Despite the relatively small scale of Zimbabwe’s holdings, the government views the strategic accumulation of reserves as a foundation for economic discipline. The RBZ has adopted a commodity-backed framework that limits the expansion of the money supply to the country’s reserve levels—aiming to avoid the hyperinflationary pressures that undermined previous local currencies such as the Zimbabwean dollar.
On Wednesday, the International Monetary Fund (IMF) praised Zimbabwe’s recent monetary performance. In a policy assessment, the Fund noted the country’s progress in reducing inflation and stabilising the ZiG through consistent and restrictive fiscal measures. However, the IMF also emphasised the need for structural reforms and sustained transparency to ensure longer-term viability.
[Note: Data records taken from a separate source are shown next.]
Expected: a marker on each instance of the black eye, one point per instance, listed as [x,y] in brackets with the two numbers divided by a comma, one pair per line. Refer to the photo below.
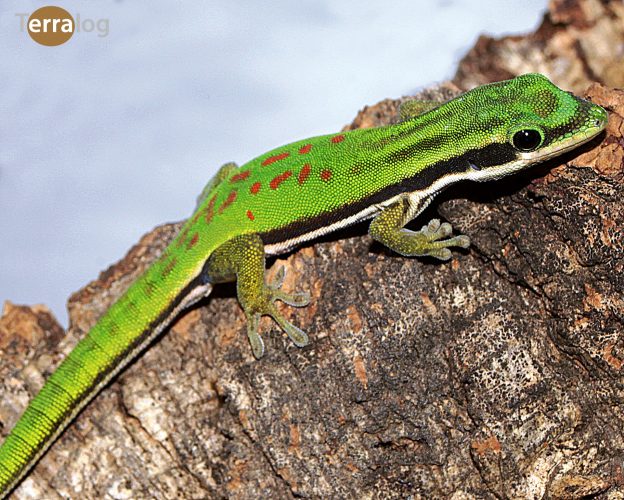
[526,139]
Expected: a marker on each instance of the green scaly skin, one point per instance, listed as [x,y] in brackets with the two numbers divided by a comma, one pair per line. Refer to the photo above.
[298,192]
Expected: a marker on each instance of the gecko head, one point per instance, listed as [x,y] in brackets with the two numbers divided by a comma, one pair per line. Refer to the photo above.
[525,121]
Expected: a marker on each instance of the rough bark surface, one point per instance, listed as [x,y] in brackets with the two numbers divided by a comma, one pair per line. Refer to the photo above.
[497,375]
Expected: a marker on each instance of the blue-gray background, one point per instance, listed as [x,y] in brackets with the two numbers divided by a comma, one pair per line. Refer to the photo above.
[104,137]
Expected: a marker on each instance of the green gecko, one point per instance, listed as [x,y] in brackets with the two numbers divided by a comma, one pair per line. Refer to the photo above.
[293,194]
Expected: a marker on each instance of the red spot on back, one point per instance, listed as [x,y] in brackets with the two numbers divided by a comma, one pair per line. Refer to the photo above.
[241,176]
[182,237]
[228,201]
[210,209]
[276,181]
[193,241]
[170,265]
[273,159]
[303,175]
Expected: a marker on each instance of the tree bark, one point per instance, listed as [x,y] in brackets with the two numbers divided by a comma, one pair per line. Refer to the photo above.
[496,375]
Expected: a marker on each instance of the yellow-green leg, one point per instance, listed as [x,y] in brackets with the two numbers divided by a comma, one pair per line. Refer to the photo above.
[432,240]
[242,259]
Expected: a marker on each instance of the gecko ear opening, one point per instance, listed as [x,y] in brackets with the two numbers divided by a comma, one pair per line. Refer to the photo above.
[527,139]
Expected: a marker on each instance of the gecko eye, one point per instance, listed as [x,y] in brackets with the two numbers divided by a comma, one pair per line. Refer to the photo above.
[526,139]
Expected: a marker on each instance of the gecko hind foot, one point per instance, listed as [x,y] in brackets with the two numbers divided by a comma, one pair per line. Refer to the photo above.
[274,293]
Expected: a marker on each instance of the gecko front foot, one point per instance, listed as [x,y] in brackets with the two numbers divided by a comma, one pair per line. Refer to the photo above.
[435,244]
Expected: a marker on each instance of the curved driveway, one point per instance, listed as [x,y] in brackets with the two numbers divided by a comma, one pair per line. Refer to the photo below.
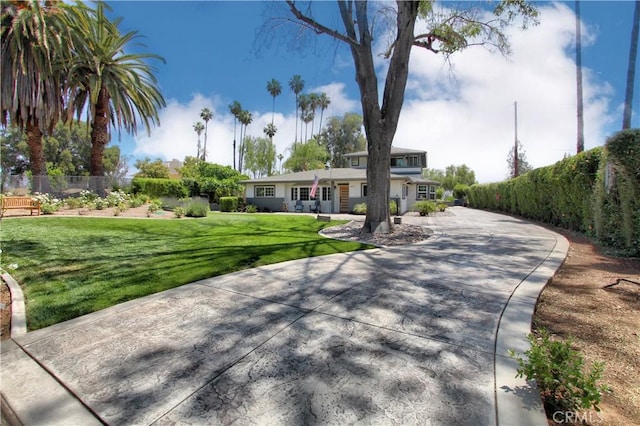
[407,335]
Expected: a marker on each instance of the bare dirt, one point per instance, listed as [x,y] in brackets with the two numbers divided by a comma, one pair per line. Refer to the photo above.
[603,321]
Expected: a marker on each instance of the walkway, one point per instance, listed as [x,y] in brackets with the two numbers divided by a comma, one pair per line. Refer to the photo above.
[407,335]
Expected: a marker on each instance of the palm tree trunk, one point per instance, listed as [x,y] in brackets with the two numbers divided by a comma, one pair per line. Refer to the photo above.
[580,112]
[99,133]
[36,154]
[234,141]
[631,71]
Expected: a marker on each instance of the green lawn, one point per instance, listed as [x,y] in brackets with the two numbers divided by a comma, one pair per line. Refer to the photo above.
[71,266]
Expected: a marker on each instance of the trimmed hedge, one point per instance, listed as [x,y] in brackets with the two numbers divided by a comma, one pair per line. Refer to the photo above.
[159,187]
[617,196]
[596,192]
[229,204]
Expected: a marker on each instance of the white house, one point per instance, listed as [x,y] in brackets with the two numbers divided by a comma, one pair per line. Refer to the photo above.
[340,189]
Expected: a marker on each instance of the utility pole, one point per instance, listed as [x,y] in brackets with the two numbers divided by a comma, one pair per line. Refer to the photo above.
[580,102]
[515,146]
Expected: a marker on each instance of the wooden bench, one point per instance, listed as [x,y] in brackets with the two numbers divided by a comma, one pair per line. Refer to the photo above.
[25,203]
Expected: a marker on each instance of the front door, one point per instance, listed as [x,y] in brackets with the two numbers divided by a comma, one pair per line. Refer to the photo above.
[344,198]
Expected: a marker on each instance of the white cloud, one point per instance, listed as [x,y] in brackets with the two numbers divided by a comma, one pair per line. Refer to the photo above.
[467,117]
[460,116]
[175,138]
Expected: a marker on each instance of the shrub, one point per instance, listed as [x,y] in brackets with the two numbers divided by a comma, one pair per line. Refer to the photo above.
[424,207]
[116,198]
[48,203]
[197,209]
[154,206]
[229,204]
[72,202]
[360,208]
[557,368]
[460,190]
[100,204]
[159,187]
[393,207]
[179,211]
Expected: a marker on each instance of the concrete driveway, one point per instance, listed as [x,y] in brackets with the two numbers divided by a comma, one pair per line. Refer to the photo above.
[407,335]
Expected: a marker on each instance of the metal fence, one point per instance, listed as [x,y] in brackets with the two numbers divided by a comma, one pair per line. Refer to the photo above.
[62,186]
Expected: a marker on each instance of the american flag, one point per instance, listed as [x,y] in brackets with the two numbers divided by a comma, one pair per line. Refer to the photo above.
[314,188]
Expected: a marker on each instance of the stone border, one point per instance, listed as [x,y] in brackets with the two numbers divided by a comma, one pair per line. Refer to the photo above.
[18,311]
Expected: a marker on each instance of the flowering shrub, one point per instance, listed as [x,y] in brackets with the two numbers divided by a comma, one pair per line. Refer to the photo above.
[116,198]
[48,203]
Experts have warned that while the reserve-backed model is a positive step, it is not a comprehensive solution. Factors such as export competitiveness, foreign direct investment, governance, and debt sustainability remain critical to long-term economic recovery. Zimbabwe’s external debt remains elevated, and the government continues to seek debt relief under international re-engagement programmes.
As Zimbabwe moves toward its 5-metric-tonne reserve target, observers note that progress will depend not only on domestic gold production but also on the RBZ’s ability to acquire and retain reserves in a transparent and economically viable manner. The country’s gold sector remains one of its most vital, accounting for over 20% of total export receipts in 2024, according to the Zimbabwe National Statistics Agency (ZIMSTAT).
The RBZ has committed to publishing regular reserve data, a step welcomed by economists and international partners advocating for improved financial transparency. The next update on reserve levels is expected in Q3 2025.